Readings for the Celebration: Exodus 40:1-4, 34-38; Psalm 78:1-8; Matthew 18:15-22
This is the week of prayer for Christian unity, but there is a problem with seeking Christian unity directly. It leads to asking why there is disunity in the first place. It leads to blame about who is responsible for disunity. Likewise, there is a problem with forgiveness, even forgiveness “seventy-seven times”. What are we forgiving? And for what are we asking forgiveness? Prejudice, ill-will, caricatures, abuse are obvious candidates. But I remember one ecumenical service where we prayed to be forgiven our attachment to our tradition and for spending too much time in church.
A friend of mine teaches patristics at a US university, where the inclusive language policy applies to language about God as well as human beings. She has to apologize to her class for using Father, Son and Holy Spirit instead of Creator, Redeemer, Sustainer. Her excuse is that this is the language that the Fathers used in the fourth century. So you can see that even forgiveness can lead to fractious disputes.
In this week of prayer for Christian unity it is better to put our focus directly on God, as today’s Psalm does. Trust in God. Loyalty to God. Faithfulness to God. The first Orthodox saint in North America, St Herman of Alaska once said, “From this day forth, from this hour, from this minute, let us love God above all.” Charles Wesley had the same idea in the hymn that will end our prayers.

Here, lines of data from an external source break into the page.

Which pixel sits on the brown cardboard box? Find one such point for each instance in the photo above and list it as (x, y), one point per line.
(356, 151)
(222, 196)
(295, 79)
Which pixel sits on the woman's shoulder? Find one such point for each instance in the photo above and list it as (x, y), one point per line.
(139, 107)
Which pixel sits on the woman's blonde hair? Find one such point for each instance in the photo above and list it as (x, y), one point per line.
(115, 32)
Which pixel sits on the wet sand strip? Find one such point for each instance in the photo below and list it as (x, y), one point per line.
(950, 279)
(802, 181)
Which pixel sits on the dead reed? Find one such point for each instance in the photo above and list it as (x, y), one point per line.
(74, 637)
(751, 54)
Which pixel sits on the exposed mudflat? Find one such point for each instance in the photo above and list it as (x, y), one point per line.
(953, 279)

Love divine, all loves excelling,
Joy of heaven to earth come down;
Fix in us thy humble dwelling;
All thy faithful mercies crown!
Jesus, Thou art all compassion,
Pure unbounded love Thou art;
Visit us with Thy salvation;
Enter every trembling heart.
There is an image the Greek Fathers liked to use, of a wheel with spokes. The more one moves along one of the spokes toward the center, the closer one comes at the same time to each of the other spokes as well. The more we each seek to draw close to God, the more we will also find ourselves growing closer to each other.